La luz crepuscular fluía poco a poco, como una ligera corriente, en torno a la figura ataviada con una capa blanca. Esa prenda, la salida de teatro de Irma, le era familiar a Simbad, sabedor de que estaba adornada con cordones dorados a la altura de los hombros y del pecho. En esta ocasión, sin embargo, los cordones eran negros. La cara que todavía permanecía en la oscuridad emanaba cierto afecto y cierta calidez, la de los besos que en sueños se le dan a la almohada.
—Qué curioso que haya venido, Simbad —dijo con voz queda y afable Irma Galamb. Al oírla, Simbad vio cobrar forma a la carita sumida en la oscuridad. Creyó ver la nariz ligeramente curva y delicadamente sensual cuyo movimiento palpitante y cuya sombra rosada lo habían hechizado desde el primer momento en su día. En ese instante veía la suave sombra azulada sobre los labios como bajo la luz de los focos del teatro durante la danza del velo en la opereta. Los labios que se curvaban gentilmente y que a veces recordaban a los de un niño que oscila entre reír y llorar estaban entreabiertos y mostraban la valla de marfil de sus blancos dientes. Los ojos morenos se posaron en Simbad con cierta expresión de somnolencia, pero también de curiosidad, como si se centraran en un sueño a punto de emprender el vuelo en el momento del despertar en la amanecida azul, de acodarse en la almohada mientras el sueño revoloteaba todavía en silencio sobre la cama como una mariposa cansada que se retira ya a descansar.

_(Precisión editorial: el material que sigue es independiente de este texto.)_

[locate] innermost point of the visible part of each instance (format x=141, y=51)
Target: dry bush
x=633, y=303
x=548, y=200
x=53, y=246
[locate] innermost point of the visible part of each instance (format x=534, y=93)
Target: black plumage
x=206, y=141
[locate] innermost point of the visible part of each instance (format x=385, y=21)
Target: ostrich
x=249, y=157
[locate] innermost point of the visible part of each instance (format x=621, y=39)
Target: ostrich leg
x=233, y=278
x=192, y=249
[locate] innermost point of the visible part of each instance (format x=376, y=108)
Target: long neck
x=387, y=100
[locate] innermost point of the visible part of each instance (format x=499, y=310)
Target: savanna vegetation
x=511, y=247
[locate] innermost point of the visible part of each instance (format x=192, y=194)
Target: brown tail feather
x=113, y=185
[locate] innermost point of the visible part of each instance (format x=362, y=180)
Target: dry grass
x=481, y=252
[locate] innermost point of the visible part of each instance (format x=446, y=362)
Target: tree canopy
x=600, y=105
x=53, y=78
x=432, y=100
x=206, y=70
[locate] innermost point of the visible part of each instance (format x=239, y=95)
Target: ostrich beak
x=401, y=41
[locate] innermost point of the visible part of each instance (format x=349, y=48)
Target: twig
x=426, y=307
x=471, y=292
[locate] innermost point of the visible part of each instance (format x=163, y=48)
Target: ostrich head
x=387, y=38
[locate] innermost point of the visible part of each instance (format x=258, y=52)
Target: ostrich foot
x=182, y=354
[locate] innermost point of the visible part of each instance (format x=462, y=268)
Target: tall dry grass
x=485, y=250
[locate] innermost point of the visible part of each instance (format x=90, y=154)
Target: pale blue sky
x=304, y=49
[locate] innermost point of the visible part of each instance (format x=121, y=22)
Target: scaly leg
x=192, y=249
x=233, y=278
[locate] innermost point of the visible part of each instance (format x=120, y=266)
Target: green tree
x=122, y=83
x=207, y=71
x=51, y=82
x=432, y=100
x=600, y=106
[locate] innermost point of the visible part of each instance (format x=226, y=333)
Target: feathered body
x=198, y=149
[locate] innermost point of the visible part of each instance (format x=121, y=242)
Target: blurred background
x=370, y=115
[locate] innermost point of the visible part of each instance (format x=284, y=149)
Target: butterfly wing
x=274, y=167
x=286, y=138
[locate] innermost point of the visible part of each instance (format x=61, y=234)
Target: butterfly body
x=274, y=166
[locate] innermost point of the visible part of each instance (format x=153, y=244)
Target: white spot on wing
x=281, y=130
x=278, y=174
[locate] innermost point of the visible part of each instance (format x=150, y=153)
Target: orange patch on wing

Estiró el cálido brazo, desnudo hasta el hombro, y tocó con la mano la mejilla de Simbad. Después los dedos se perdieron en la cabellera del muchacho.
—Qué curioso que haya venido precisamente ahora, Simbad, pues acabo de soñar con usted. Veía unos polluelos de ganso amarillos y unas flores amarillas. Y unos niños muy pequeños. Como si también fueran flores amarillas... Una nube azul con forma de pájaro flotaba sobre mi cabeza, y un niñito lloraba en alguna parte... En algún sitio a la orilla del oscuro arroyo bajo un viejo sauce carcomido. Y usted venía atravesando el prado con sus largas piernas. Cada paso equivalía a una milla, pero aun así no resultaba en absoluto aterrador. Y yo me vestí entonces, me senté junto a la ventana y esperé.
Su mano tocó los labios de Simbad, que la besó.
La actriz se inclinó hacia adelante y comenzó a hablar de forma vertiginosa, apasionada:
—He sido sumamente desdichada hasta ahora. No me han querido, me han perseguido, he sido una criatura mísera, infeliz. Pero ahora me siento feliz porque ha llegado usted, hijo mío querido, procedente de mis sueños. Ha venido como en estos suele ocurrir. Juvenil, radiante, bello... No le pregunto qué lo ha traído. Ha estado aquí y me siento dichosa. Si yo muriera por la mañana, me sentiría más feliz que nunca, pues ¿qué más puede sucederme en la vida?